Earlier I have created tables this way:
create table workflow ( id number primary key, name varchar2(100 char) not null, is_finished number(1) default 0 not null, date_finished date );
Column is_finished indicates whether the workflow finished or not. Column date_finished is when the workflow was finished.
Then I had the idea "I don't need is_finished as I can just say: where data_finished is not null", and I designed without is_finished column:
create table workflow ( id number primary key, name varchar2(100 char) not null, date_finished date );
(We use Oracle 10)
Is it a good or bad idea? I've heard you can not have an index on a column with NULL values, so
where data_finished is not null will be very slow on big tables.
There is a right way to index null values, and it doesn't use a FBI. Oracle will index null values, but it will NOT index null LEAF values in the tree. So, you could eliminate the column
is_finished and create the index like this.
CREATE INDEX ON workflow (date_finished, 1);
Then, if you check the explain plan on this query:
SELECT count(*) FROM workflow WHERE date_finished is null;
You might see the index being used (if the optimizer is happy).
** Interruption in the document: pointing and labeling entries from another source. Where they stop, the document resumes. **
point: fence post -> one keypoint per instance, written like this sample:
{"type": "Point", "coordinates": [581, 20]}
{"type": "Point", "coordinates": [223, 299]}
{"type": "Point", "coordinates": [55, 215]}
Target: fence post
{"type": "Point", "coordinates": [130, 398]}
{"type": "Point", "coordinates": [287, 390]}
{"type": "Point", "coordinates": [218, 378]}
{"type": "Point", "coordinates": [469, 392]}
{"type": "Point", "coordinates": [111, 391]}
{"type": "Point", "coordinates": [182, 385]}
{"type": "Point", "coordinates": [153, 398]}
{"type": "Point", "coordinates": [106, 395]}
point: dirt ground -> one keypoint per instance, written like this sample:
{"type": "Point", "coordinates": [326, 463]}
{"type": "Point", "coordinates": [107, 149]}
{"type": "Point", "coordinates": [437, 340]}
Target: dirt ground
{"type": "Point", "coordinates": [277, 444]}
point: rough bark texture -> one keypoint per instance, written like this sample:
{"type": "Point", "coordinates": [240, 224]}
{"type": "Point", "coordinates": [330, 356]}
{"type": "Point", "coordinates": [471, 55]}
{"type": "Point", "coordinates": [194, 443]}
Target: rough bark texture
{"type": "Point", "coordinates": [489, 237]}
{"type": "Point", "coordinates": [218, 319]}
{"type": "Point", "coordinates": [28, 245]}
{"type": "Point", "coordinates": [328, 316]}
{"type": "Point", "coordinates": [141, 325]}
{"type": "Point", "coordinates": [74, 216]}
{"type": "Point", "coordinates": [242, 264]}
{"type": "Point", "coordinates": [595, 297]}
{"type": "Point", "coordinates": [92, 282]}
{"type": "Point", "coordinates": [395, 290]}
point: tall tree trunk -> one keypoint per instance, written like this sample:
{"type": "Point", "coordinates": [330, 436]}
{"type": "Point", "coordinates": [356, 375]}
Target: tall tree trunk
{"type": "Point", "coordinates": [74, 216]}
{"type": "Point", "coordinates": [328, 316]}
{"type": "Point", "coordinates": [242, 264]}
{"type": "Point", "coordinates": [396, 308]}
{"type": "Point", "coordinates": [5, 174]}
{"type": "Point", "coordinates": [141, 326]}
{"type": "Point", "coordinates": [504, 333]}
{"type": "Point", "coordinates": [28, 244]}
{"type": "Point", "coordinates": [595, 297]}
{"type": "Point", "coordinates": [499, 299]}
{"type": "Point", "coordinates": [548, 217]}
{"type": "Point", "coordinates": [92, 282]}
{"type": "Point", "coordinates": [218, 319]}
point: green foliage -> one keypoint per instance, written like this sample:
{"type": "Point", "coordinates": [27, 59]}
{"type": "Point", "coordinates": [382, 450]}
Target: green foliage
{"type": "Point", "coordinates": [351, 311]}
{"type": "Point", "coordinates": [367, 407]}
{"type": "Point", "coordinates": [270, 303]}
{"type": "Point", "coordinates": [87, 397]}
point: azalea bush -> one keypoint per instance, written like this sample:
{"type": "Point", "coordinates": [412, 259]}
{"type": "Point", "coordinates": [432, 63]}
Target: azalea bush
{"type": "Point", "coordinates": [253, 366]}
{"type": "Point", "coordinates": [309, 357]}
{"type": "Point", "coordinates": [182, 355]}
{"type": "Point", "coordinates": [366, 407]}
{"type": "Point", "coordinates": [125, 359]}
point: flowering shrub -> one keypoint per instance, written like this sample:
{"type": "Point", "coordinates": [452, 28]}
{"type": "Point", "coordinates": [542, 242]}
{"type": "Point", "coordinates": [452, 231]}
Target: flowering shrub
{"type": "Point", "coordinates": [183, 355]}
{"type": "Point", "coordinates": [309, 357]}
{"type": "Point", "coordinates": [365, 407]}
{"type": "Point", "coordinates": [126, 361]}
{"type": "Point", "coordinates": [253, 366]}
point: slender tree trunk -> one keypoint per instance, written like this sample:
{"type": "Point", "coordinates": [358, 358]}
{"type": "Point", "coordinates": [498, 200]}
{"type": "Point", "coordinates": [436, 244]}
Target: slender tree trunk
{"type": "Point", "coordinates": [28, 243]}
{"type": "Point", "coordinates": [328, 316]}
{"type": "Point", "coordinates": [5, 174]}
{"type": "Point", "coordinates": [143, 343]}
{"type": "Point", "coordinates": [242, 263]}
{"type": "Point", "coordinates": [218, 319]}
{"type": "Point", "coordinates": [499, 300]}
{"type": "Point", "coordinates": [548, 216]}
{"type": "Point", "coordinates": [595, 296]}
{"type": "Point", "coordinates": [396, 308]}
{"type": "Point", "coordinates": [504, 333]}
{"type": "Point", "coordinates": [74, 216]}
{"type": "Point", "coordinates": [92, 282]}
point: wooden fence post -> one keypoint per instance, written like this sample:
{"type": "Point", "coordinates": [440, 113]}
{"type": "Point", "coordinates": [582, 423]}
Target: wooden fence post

Back to the original question: looking at the variety of answers here, I think there is no right answer. I may have a personal preference to eliminate a column if it is unnecessary, but I also don't like overloading the meaning of columns either. There are two concepts here:
- The record has finished.
- The record finished on a particular date.
Maybe you need to keep these separate, maybe you don't. When I think about eliminating the
is_finished column, it bothers me. Down the road, the situation may arise where the record finished, but you don't know precisely when. Perhaps you have to import data from another source and the date is unknown. Sure, that's not in the business requirements now, but things change. What do you do then? Well, you have to put some dummy value in the
date_finished column, and now you've compromised the data a bit. Not horribly, but there is a rub there. The little voice in my head is shouting YOU'RE DOING IT WRONG when I do things like that.
My advice, keep it separate. You're talking about a tiny column and a very skinny index. Storage should not be an issue here.
Rule of Representation: Fold knowledge into data so program logic can be stupid and robust.
-Eric S. Raymond